Try something below with a RTX Timer Callback Queue Size of 1
Timers defined and created
void Thread_Debug3(void const *argument) { // Locals volatile uint32_t Dummy = 0; osStatus Status; // reset variables a = 0; b = 0; // 1s timer Status = osTimerStart (tid_Timer_1_ms, 1); // 1ms periodic timer if (Status != osOK) { return; // Timer could not be started } Status = osTimerStart (tid_Timer_2_ms, 1); // 1ms periodic timer if (Status != osOK) { return; // Timer could not be started } Status = osTimerStart (tid_Timer_3_ms, 1); // 1ms periodic timer if (Status != osOK) { return; // Timer could not be started } Status = osTimerStart (tid_Timer_4_ms, 1); // 1ms periodic timer if (Status != osOK) { return; // Timer could not be started } // Start while(1) { osDelay(10); Dummy = a + b; a = 0; b = 0; } }
Guess what happens: MailboxOverflow!
But WHY is the big Question. Normally I would assume that the osError will be OS_ERROR_TIMER_OVF instead of OS_ERROR_MBX_OVF
Because of 4 Timers who are all ready on the same time will fill up the timer callback queue, but there has to be a OS_ERROR_TIMER_OVF and not the MailboxOverflow! At least when reading the comment
case OS_ERROR_TIMER_OVF: /* User Timer Callback Queue overflow detected. */
So, is there a RTX problem or is something wrong with my code again?
"I totally agree with you, that you should check for every status and react on it. (I'll use a switch to determine the problem)."
There is seldom a need to handle every possible error code you may get from a function call. It's enough to handle all "ok" status codes and any "error" status codes that you have work-arounds/retries/... for. Then you can have a wild-card else/default statement for any additional status code. But this code must be able to either log the problem and fully reset the device. Or log the error (time+where+status), release any allocated resources and then continue with the execution.
The main thing is just: - what is happy path - what are expected errors that you can you recover from - what can you not recover from - and do you then automatically reset the device? Or intentionally lock up the device until a user performs some reset operation? - how to report
And anything that isn't happy path or expected errors should be seen as unrecoverable errors without need to subdivide individual error codes further (but you want the error code logged). The only thing then is if the unexpected error should actually have been expected. Or if it happened because of corruption somewhere else.

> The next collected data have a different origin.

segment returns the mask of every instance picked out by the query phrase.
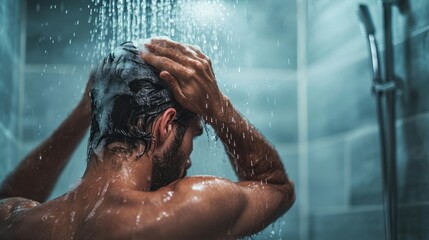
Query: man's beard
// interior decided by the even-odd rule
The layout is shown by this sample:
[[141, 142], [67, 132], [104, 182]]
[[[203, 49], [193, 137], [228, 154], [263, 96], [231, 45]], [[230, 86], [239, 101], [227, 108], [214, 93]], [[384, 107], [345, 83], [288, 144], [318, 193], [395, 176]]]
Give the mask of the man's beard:
[[185, 131], [186, 127], [179, 126], [174, 141], [167, 151], [161, 156], [153, 157], [151, 191], [167, 186], [181, 177], [182, 167], [186, 161], [185, 154], [180, 150]]

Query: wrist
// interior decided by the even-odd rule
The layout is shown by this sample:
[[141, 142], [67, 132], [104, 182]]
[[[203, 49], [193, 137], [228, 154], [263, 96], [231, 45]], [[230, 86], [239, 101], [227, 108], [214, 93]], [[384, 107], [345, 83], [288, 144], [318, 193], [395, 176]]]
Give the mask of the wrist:
[[219, 101], [214, 105], [213, 109], [205, 116], [205, 120], [209, 124], [227, 123], [231, 117], [232, 104], [229, 98], [225, 95], [219, 97]]
[[85, 101], [84, 99], [82, 99], [76, 106], [74, 112], [76, 112], [80, 116], [80, 118], [83, 118], [87, 120], [88, 123], [90, 123], [91, 105], [88, 103], [88, 101]]

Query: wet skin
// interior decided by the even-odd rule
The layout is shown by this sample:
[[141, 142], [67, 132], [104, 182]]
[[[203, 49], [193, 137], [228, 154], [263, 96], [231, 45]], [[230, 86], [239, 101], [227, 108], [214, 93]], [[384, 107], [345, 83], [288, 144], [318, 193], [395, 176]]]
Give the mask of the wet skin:
[[[177, 134], [176, 111], [169, 108], [152, 126], [154, 144], [147, 154], [139, 154], [144, 146], [112, 151], [123, 144], [112, 143], [94, 155], [99, 159], [89, 161], [75, 189], [41, 204], [70, 157], [57, 153], [55, 158], [48, 151], [66, 143], [54, 133], [3, 183], [1, 239], [237, 239], [260, 231], [290, 208], [295, 199], [293, 183], [277, 152], [219, 91], [210, 60], [199, 49], [170, 40], [152, 40], [147, 47], [151, 53], [143, 59], [161, 71], [182, 106], [215, 129], [239, 182], [185, 177], [193, 139], [202, 132], [200, 118], [195, 117], [177, 157], [168, 159], [175, 161], [178, 179], [151, 191], [154, 165], [171, 151]], [[79, 113], [80, 107], [56, 131], [69, 132], [69, 142], [78, 143], [86, 131], [73, 125], [88, 120], [88, 115]], [[46, 168], [40, 168], [44, 162]], [[46, 174], [53, 176], [39, 180], [42, 185], [31, 184], [32, 178]]]

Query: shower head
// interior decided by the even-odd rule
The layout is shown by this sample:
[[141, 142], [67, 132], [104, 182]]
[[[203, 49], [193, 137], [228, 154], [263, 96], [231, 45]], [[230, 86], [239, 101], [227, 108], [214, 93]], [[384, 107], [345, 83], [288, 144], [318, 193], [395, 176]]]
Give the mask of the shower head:
[[358, 16], [365, 30], [365, 35], [374, 35], [374, 23], [372, 22], [371, 13], [369, 12], [369, 9], [365, 4], [359, 4]]
[[371, 19], [371, 14], [368, 7], [365, 4], [359, 4], [358, 16], [362, 25], [362, 32], [364, 32], [365, 38], [369, 46], [369, 54], [371, 61], [371, 70], [373, 74], [374, 83], [381, 82], [381, 71], [380, 71], [380, 57], [378, 54], [377, 40], [375, 39], [375, 27]]

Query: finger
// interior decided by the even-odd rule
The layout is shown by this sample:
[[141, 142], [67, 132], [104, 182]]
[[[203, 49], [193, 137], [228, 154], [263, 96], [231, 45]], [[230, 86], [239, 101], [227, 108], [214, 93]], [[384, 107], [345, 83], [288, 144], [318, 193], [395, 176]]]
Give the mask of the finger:
[[[173, 53], [175, 53], [177, 55], [187, 56], [189, 59], [194, 59], [194, 60], [198, 60], [198, 61], [201, 60], [201, 58], [198, 57], [197, 53], [192, 48], [190, 48], [189, 45], [187, 45], [187, 44], [175, 42], [171, 39], [166, 39], [166, 38], [152, 39], [150, 44], [152, 44], [153, 46], [158, 46], [158, 47], [170, 49]], [[204, 54], [202, 54], [202, 55], [204, 55]], [[207, 57], [205, 57], [203, 59], [210, 60]]]
[[215, 74], [213, 71], [213, 66], [212, 66], [212, 61], [210, 60], [209, 57], [207, 57], [202, 51], [201, 48], [195, 45], [188, 45], [189, 48], [191, 48], [193, 51], [195, 51], [195, 53], [197, 54], [197, 56], [201, 59], [200, 61], [203, 64], [207, 64], [208, 66], [210, 66], [209, 72], [211, 77], [215, 78]]
[[163, 56], [156, 56], [152, 53], [141, 53], [143, 60], [159, 71], [167, 71], [181, 81], [190, 80], [195, 71]]
[[185, 94], [183, 94], [182, 88], [179, 85], [179, 81], [173, 75], [171, 75], [167, 71], [162, 71], [159, 74], [159, 77], [161, 79], [163, 79], [168, 84], [168, 86], [171, 88], [173, 95], [176, 98], [176, 100], [178, 100], [179, 102], [180, 102], [180, 100], [188, 101], [188, 102], [191, 101], [190, 98], [188, 98], [187, 96], [185, 96]]
[[200, 48], [200, 47], [198, 47], [198, 46], [194, 46], [194, 45], [188, 45], [188, 47], [189, 47], [190, 49], [192, 49], [192, 50], [197, 54], [197, 56], [198, 56], [199, 58], [202, 58], [202, 59], [204, 59], [204, 60], [208, 61], [208, 62], [211, 64], [210, 58], [209, 58], [209, 57], [207, 57], [207, 56], [206, 56], [206, 55], [201, 51], [201, 48]]
[[[196, 53], [194, 53], [194, 57], [190, 58], [188, 56], [185, 56], [184, 54], [176, 51], [175, 49], [171, 48], [165, 48], [158, 45], [152, 45], [148, 44], [146, 47], [149, 49], [150, 52], [153, 54], [160, 56], [160, 57], [166, 57], [169, 58], [180, 65], [188, 68], [193, 69], [194, 71], [198, 72], [204, 72], [209, 71], [211, 72], [210, 68], [211, 66], [208, 64], [208, 62], [204, 59], [199, 58], [196, 56]], [[192, 50], [191, 50], [192, 51]]]
[[146, 44], [145, 46], [153, 54], [157, 56], [167, 57], [185, 66], [193, 65], [195, 64], [194, 62], [196, 61], [195, 59], [190, 58], [188, 55], [184, 55], [176, 51], [176, 49], [162, 47], [155, 44]]
[[175, 52], [181, 52], [182, 54], [188, 56], [188, 57], [194, 57], [196, 56], [195, 52], [188, 48], [188, 46], [175, 42], [170, 39], [165, 38], [156, 38], [151, 40], [151, 44], [158, 45], [165, 48], [173, 49]]

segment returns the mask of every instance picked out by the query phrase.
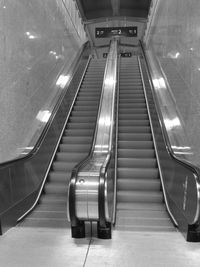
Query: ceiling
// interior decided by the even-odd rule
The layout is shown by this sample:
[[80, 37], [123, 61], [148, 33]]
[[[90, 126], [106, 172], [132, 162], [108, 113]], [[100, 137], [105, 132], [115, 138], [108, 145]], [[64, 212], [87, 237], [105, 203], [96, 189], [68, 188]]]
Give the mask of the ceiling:
[[110, 38], [96, 38], [96, 27], [136, 26], [137, 37], [120, 37], [122, 43], [136, 46], [142, 39], [153, 0], [75, 0], [93, 48], [108, 45]]
[[146, 19], [151, 0], [76, 0], [84, 21], [108, 17]]

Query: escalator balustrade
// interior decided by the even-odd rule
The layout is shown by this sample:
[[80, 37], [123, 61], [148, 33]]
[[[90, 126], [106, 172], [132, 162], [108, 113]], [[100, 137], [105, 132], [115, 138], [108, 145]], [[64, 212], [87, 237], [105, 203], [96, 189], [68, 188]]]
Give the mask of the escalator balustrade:
[[92, 59], [75, 100], [43, 194], [21, 226], [68, 227], [67, 192], [74, 166], [91, 148], [101, 96], [105, 60]]

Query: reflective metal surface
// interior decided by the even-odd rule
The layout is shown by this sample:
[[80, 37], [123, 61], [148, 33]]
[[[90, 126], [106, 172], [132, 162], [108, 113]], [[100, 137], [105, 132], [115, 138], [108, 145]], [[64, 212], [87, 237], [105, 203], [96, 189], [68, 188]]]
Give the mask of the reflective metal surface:
[[[79, 220], [99, 219], [99, 183], [101, 178], [105, 179], [106, 173], [103, 173], [103, 177], [101, 174], [110, 160], [112, 151], [116, 82], [117, 41], [114, 40], [111, 42], [107, 58], [92, 150], [89, 158], [80, 163], [75, 174], [75, 211]], [[105, 182], [105, 187], [110, 189], [110, 181]], [[113, 192], [113, 189], [110, 192]], [[108, 194], [103, 193], [105, 196]], [[112, 215], [108, 214], [110, 209], [106, 207], [106, 210], [107, 219], [111, 221]], [[70, 219], [72, 221], [72, 218]]]
[[[176, 126], [181, 132], [180, 124], [178, 125], [180, 120], [174, 120], [173, 127], [170, 124], [170, 129], [165, 128], [164, 120], [170, 121], [170, 110], [168, 109], [166, 112], [167, 105], [164, 106], [163, 102], [160, 102], [160, 92], [158, 93], [156, 88], [153, 90], [153, 84], [151, 84], [143, 58], [141, 58], [141, 67], [168, 206], [186, 239], [197, 241], [199, 240], [198, 225], [200, 221], [200, 171], [198, 167], [183, 159], [178, 159], [177, 155], [173, 153], [171, 139], [167, 133], [169, 130], [173, 132], [173, 127]], [[165, 98], [162, 101], [167, 104], [168, 99]], [[170, 99], [170, 101], [172, 100]], [[174, 107], [171, 111], [175, 114]], [[177, 113], [176, 118], [178, 118]], [[183, 136], [183, 133], [181, 134]]]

Well in my case (speaking of the mailbox overflow) I think that it's really a RTX Problem. Are you able to reproduce the error?
I mean you setup 4 Timers, having a Timer Queue length of 1, normally you would expect a Timer Queue Overflow, but that doesn't happen. What happens is a Mailbox Overflow and then you search all your mailboxes about some alloc/put/get errors and handle them (handle every return values too) but find nothing...
And then with some luck, you find the faulty line in the code and it isn't in your code?
How can you react to something that should handled in the RTX librarys, or at least, giving you the correct error case.
Anyway, thanks to all replies to solve this problem!